Department of Labor Proposes Rule Clarifying How to Determine Independent Contractor Status under the Fair Labor Standards Act
Department of Labor, Independent Contractor Status Under the Fair Labor Standards Act, 85 Fed. Reg. 60600 (Sept. 25, 2020) (to be codified at 29 C.F.R. pts. 780, 788, and 795)
On September 22, 2020, the Department of Labor (DOL) announced a new proposed rule aimed at helping employers determine whether a worker should be classified as an independent contractor or an employee under the Fair Labor Standards Act (FLSA), as the FLSA does not define the term “independent contractor.” Covered employers are required to pay nonexempt employees the federal minimum wage and overtime pay and must keep certain records regarding their employees.
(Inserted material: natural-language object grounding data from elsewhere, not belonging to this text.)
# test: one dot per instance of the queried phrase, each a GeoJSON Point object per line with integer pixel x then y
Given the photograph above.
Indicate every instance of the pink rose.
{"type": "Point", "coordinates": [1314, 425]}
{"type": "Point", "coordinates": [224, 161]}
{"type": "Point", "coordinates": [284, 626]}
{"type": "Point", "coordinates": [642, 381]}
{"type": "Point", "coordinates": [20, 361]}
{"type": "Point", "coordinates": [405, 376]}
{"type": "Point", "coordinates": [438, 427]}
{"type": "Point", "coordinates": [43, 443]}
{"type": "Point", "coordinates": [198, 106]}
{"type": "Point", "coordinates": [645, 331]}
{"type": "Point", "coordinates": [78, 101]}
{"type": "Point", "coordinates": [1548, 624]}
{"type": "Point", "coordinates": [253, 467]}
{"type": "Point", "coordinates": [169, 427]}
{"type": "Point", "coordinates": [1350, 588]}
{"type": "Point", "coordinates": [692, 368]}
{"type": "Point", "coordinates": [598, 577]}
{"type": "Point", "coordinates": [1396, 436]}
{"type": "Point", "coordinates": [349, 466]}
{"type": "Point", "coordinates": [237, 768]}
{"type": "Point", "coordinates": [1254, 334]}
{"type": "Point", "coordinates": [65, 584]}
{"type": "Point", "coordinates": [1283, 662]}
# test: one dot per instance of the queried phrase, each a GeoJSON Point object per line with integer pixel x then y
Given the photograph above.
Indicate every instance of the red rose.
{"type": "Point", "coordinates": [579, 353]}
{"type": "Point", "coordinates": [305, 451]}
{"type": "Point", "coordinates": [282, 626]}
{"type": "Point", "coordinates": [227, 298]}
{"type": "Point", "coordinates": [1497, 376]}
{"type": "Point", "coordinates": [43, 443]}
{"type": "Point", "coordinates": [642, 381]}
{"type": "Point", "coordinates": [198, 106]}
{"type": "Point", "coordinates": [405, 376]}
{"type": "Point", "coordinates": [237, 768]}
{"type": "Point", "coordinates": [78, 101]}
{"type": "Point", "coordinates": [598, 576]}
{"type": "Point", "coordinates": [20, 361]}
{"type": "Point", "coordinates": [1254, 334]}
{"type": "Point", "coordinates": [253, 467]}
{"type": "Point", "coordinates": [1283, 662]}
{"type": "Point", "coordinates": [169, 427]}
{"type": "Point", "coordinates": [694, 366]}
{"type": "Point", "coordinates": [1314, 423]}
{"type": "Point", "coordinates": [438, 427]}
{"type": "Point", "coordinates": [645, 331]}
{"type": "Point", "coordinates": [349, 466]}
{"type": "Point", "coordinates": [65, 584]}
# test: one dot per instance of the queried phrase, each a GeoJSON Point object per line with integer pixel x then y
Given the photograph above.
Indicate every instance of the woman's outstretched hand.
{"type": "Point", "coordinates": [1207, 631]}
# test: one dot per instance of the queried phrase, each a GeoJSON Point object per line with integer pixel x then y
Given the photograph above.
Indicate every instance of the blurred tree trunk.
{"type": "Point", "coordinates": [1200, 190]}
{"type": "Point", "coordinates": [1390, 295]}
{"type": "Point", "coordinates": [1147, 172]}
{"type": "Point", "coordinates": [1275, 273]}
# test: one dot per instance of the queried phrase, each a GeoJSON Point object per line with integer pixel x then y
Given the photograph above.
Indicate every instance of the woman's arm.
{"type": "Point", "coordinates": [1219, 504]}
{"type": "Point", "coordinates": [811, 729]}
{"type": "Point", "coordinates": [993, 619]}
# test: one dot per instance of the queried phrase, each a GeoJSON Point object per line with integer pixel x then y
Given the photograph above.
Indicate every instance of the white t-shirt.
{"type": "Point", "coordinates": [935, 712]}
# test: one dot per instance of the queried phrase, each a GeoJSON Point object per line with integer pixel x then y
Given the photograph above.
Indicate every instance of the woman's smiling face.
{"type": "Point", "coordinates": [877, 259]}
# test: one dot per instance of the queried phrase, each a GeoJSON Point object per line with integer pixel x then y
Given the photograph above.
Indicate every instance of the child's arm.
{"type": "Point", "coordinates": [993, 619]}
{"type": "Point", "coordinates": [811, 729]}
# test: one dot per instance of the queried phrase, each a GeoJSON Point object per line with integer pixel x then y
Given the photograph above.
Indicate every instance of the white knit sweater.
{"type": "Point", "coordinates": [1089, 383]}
However, these requirements are not applicable to independent contractors. According to the DOL’s Wage and Hour Division Administrator Cheryl Stanton, the proposed rule is aimed at “simplify[ing] the compliance landscape for businesses and [improving] conditions for workers,” by reducing worker misclassification and litigation, while increasing efficiency, job satisfaction, and flexibility.
- The proposed rule adopts general interpretations that the DOL and the courts have frequently applied in practice, establishing an economic reality test to determine whether a worker is an employee or independent contractor under the FLSA. The proposed rule indicates that, as a matter of economic reality, independent contractors are in business for themselves as opposed to being economically dependent on an employer for work as is the case for employees.
- The proposed rule sharpens the inquiry into economic dependence through the application of five distinct factors: The nature and degree of the worker’s control over the work and the worker’s opportunity for profit and loss should be given greater weight, while the amount of skill required for the work, the degree of permanence of the working relationship between the worker and the potential employer, and whether the work is part of an integrated unit of production may nonetheless serve as additional guideposts in the analysis.
- The proposed rule states that actual practice is more relevant to and given greater weight in the determination of a worker’s status as an independent contractor or employee than what may be contractually or theoretically possible.
Takeaways: With the continued growth of the gig economy and innovative work arrangements, the risk of misclassification and litigation under the FLSA has increased. If adopted, the proposed rule would become the “sole and authoritative” interpretation of independent contractor status under the FLSA, providing more certainty for companies and enabling the development of “innovative business models and working relationships” beneficial to both workers and businesses. Nevertheless, attorneys and their clients should be mindful of stricter state wage laws, e.g., Assembly Bill 5, a recent California law that created a strict ABC test and a presumption that workers are employees unless they satisfy certain conditions. Assembly Bill 5 was modified by Assembly Bill 2257, which was signed into law on September 4, 2020, and provides exemptions for certain industries from the ABC test.
Comments regarding the DOL’s proposed rule must be submitted by October 26, 2020.